Other upcoming preclinical studies will provide the evidence to support new neonatal treatments over the next five years e.g. stem cells to reduce severity of bronchopulmonary dysplasia, creatine to protect the preterm infant from brain injury and respiratory failure, and innate defence regulators to reduce inflammation and postnatal infection in preterm infants.

 Who has inspired you?

I am most inspired by my colleagues, many of whom work in diverse and often non-medical disciplines.  Collaboration and listening to and learning from others continues to inspire me on a daily basis with new ideas that may have application to the problems facing the preterm infant.

 Describe your perfect day.

A chance conversation with a colleague identifying a novel idea warranting development; notification of acceptance of a manuscript describing a new treatment to improve outcomes of preterm infants; being granted an award to explore a new and exciting idea; seeing one of my students present their work on an international stage to wide acclaim; mentoring a junior colleague or knowing that my input will have had a major influence on their career.

If you could only keep three possessions, what would they be?

My computer, our country property and my woodturning lathe.

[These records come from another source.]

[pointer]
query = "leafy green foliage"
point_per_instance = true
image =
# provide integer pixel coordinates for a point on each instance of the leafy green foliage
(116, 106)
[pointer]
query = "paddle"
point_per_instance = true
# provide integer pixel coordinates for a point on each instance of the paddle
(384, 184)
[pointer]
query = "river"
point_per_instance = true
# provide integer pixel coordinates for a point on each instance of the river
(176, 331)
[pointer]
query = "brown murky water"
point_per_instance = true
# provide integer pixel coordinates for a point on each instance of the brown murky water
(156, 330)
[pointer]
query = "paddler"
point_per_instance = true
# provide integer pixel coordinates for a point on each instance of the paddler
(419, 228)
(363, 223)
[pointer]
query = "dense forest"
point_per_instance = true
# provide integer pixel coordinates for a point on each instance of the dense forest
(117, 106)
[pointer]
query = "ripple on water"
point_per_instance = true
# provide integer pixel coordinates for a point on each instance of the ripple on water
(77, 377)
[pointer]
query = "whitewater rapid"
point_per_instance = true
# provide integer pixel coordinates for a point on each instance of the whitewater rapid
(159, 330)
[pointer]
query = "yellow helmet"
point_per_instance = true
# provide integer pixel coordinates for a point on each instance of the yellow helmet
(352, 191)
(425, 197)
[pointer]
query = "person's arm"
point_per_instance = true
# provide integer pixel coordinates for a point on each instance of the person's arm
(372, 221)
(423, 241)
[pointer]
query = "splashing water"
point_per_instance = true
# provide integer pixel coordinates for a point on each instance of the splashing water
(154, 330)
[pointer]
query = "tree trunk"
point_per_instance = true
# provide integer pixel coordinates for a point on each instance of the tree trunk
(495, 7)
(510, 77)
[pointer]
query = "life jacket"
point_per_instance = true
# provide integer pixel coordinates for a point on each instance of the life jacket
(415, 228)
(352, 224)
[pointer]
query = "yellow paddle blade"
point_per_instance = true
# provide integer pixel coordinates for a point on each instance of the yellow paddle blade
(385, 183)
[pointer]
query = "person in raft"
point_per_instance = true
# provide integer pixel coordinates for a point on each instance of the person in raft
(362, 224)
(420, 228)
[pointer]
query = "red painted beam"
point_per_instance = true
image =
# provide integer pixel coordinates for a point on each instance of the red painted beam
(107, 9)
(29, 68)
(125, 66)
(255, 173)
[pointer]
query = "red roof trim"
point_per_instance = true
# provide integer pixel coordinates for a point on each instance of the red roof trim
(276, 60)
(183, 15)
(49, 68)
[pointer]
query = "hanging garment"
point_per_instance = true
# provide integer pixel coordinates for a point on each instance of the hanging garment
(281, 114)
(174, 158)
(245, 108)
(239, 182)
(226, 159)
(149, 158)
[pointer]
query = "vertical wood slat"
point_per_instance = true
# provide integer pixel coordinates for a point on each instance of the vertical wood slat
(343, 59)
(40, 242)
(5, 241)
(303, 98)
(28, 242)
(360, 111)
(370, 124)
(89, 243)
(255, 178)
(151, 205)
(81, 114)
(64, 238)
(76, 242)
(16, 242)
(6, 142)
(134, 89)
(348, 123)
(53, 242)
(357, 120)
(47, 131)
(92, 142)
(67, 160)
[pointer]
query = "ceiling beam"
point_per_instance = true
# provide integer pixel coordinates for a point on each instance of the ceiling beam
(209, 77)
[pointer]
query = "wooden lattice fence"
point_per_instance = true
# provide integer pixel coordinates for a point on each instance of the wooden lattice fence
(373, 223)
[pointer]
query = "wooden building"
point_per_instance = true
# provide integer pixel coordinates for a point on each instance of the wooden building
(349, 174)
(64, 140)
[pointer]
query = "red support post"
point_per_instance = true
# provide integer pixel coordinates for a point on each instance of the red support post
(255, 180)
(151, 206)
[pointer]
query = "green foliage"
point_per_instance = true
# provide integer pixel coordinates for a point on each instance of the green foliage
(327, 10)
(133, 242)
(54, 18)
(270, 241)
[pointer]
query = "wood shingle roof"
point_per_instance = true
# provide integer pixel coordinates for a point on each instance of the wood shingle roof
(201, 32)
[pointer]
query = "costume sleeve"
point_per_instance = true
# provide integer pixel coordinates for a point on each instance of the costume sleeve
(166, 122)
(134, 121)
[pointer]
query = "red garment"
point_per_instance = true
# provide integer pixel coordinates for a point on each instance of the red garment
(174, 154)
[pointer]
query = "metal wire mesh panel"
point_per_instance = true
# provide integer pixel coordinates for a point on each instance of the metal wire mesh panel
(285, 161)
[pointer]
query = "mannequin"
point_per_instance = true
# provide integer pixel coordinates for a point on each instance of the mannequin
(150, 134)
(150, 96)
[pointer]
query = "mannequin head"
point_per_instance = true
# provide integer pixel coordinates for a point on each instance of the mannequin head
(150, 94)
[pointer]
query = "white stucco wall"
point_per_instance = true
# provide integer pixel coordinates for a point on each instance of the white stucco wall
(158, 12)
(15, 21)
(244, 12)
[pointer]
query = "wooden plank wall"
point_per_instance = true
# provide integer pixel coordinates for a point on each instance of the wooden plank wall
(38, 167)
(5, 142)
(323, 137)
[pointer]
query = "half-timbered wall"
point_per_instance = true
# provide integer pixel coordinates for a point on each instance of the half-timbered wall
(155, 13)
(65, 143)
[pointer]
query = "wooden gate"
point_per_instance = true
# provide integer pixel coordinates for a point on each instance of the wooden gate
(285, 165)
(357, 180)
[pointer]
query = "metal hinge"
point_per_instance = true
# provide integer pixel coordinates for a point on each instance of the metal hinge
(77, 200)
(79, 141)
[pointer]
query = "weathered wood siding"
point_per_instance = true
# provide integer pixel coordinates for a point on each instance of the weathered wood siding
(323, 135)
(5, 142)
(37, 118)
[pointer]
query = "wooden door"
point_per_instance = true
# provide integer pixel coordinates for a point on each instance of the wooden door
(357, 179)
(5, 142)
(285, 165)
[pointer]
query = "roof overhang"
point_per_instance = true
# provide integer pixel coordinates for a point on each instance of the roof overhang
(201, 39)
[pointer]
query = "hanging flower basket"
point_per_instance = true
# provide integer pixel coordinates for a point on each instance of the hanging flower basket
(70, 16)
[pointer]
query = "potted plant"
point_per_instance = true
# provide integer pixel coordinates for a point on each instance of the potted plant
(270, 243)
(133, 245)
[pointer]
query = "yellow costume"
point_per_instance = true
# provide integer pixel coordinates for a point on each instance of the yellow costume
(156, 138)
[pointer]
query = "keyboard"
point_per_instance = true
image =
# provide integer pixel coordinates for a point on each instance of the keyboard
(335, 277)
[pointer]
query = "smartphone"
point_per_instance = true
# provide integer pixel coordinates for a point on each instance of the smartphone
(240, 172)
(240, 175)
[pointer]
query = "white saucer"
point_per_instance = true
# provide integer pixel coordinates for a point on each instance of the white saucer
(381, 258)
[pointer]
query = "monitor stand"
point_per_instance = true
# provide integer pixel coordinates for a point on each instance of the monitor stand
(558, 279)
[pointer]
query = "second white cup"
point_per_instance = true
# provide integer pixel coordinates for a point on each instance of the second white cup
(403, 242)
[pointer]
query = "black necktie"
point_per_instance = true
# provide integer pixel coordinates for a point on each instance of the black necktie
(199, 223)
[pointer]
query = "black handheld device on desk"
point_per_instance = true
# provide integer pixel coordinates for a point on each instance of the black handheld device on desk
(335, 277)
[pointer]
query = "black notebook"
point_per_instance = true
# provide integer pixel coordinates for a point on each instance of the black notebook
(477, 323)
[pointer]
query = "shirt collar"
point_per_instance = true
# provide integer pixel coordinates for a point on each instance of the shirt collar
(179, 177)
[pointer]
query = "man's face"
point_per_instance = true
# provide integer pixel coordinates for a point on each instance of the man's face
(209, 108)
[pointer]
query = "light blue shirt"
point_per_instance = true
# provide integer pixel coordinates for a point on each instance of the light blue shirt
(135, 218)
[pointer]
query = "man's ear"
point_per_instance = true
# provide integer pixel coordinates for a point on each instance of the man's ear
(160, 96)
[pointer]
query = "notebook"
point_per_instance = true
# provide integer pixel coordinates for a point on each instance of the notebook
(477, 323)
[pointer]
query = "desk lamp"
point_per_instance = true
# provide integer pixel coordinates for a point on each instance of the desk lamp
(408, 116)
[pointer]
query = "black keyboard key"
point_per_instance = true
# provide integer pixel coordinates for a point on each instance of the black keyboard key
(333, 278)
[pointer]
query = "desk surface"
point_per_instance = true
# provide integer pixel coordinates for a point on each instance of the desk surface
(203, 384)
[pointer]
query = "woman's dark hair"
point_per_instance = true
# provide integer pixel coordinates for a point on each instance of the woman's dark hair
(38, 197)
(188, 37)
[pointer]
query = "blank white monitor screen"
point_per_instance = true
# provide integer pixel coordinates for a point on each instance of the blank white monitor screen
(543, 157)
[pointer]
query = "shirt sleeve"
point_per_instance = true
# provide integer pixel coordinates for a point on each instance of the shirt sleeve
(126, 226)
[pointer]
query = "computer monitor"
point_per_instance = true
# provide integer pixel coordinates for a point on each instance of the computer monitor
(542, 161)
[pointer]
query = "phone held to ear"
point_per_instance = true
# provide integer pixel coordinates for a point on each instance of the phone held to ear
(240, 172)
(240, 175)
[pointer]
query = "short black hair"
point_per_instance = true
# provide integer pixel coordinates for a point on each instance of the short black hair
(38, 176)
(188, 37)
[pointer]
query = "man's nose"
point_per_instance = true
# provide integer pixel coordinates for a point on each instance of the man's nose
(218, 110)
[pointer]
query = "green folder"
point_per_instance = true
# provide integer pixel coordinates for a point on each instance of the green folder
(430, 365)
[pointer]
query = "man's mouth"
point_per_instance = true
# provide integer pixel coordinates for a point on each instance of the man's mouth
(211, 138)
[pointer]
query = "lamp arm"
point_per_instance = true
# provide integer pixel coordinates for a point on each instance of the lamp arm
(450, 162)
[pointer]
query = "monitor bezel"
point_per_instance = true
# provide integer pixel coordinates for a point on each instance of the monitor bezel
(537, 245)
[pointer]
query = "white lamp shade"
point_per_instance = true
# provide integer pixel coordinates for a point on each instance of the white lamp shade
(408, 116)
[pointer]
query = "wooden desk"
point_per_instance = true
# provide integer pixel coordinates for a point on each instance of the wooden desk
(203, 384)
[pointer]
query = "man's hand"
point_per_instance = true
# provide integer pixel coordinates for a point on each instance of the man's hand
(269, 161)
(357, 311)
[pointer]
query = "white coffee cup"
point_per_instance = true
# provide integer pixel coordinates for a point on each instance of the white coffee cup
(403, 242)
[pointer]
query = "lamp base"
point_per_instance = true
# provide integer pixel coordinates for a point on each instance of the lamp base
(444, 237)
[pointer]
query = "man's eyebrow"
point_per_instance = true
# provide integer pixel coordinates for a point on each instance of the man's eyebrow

I love the creativity of turning wood from a rough log into something truly beautiful.

 Can you nominate a book that influenced you?

Chaos by James Gleick and Linked by Barabási Albert-László. Together these books were instrumental in influencing my understanding of and approach to biological behaviours, networks, the seemingly incomprehensible complexity of chronic disease, and how everything is linked. I think these helped me realise that I needed to focus on treatments of systemic processes rather than singular aspects of disease to really improve preterm infant outcomes.